FERGUS – With the Senate of Canada not sitting due to the COVID-19 pandemic, Senator Rob Black was unable to deliver a statement on National Soil Conservation Week in the Senate Chamber. However, Black, who has been discussing the need for a soil health study in the senate for over 14 months shared his statement and highlight the importance of Canadian soils through the Christian Farmers Federation of Ontario:
“This week, April 19 to 25 is National Soil Conservation Week, an opportunity for us to recognize the importance of Canadian soil and think about actions we can take to protect it. Soil is the foundation of all the food we eat and, quite frankly, we could not survive without it.
Unfortunately, Canadian soil has been severely degraded in recent decades. Currently, only about seven per cent of Canada’s land is suitable for agriculture. According to the Soil Conservation Council of Canada, the country lost 3.9 million hectares of farm land between 1972 and 2011. This loss comes with an economic cost of $3.1 billion annually.

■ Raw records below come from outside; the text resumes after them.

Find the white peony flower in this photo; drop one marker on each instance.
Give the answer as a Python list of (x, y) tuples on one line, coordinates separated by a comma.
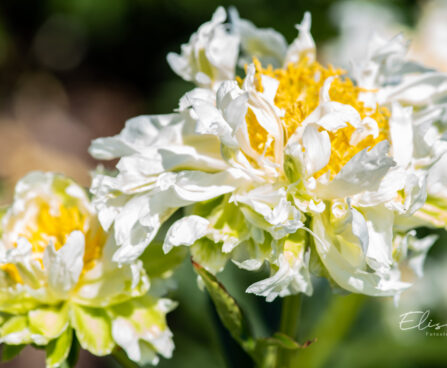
[(57, 278), (288, 151)]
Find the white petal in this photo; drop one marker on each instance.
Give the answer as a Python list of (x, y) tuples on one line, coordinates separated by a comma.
[(362, 173), (185, 232), (64, 266), (401, 131), (303, 45), (317, 147)]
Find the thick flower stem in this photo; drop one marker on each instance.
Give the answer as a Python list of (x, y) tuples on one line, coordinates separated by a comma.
[(289, 326)]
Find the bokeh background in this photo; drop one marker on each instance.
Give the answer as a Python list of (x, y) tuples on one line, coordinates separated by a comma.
[(73, 70)]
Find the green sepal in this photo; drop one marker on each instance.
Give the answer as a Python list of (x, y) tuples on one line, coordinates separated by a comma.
[(93, 329), (57, 350), (11, 351), (227, 308)]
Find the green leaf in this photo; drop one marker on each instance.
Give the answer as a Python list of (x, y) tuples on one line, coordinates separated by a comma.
[(11, 351), (283, 341), (57, 350), (228, 310), (93, 329)]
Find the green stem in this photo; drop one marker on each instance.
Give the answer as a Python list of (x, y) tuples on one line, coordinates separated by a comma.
[(122, 359), (289, 326), (332, 327)]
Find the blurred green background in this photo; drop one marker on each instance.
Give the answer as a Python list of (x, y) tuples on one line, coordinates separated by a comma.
[(73, 70)]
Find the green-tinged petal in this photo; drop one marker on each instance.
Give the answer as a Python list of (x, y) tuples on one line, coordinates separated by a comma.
[(209, 254), (229, 311), (139, 327), (11, 351), (159, 265), (58, 349), (93, 329), (48, 321)]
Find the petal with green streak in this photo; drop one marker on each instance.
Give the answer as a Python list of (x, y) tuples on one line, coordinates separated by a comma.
[(57, 350), (93, 329), (157, 264), (15, 331), (48, 321), (139, 320), (209, 254)]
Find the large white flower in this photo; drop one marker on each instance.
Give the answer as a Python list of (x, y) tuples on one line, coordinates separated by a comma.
[(285, 152), (57, 278)]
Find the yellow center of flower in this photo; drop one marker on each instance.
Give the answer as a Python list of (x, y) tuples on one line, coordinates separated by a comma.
[(298, 95), (54, 224)]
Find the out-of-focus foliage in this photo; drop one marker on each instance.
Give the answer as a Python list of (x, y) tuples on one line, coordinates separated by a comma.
[(74, 70)]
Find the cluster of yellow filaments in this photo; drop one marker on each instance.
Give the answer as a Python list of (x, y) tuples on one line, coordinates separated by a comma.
[(50, 224), (298, 95)]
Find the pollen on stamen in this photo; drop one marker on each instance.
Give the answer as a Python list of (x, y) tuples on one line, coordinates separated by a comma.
[(298, 95)]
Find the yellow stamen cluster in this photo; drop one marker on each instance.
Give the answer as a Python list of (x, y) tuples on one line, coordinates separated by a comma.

A major aspect of soil degradation is the reduction of carbon dioxide (CO2) in the soil and the increase of CO2 in the air, contributing to the greenhouse gas effect. Agricultural producers are effective managers of natural carbon cycles and the sector provides for carbon sequestration, a process that has become better understood in recent years and can be a major part of climate action. There are various practices that farmers use to sequester CO2 in the soil, reducing the emissions and helping to make the soil healthier and more productive. These soil-friendly practices include zero-till or minimum-till farming, using crop rotation, planting cover crops, inter-cropping, adding manure to the soil, and the careful application of fertilizer.
These are extremely important efforts that should be commended, but ultimately a nation-wide strategy is needed to truly get to the root of the issue. The situation requires a consolidated effort across agriculture, forestry, and government to identify trends and problems, find solutions, and begin to reverse course.
Over the past several months, I have been advocating for a study on soil health at the Standing Senate Committee on Agriculture and Forestry. Originally, I had hoped to propose the study in early 2020, but plans are now on hold due to the COVID-19 crisis, which is – and should be – our priority right now. However, soil health remains a pressing issue. This crisis is highlighting the importance and precariousness of food security, which also depends on having healthy, viable soil for planting crops.
If our soil continues to decline, it will be bad news for Canadian agriculture, the economy, and national (and international) food security. We can’t afford to go backwards.”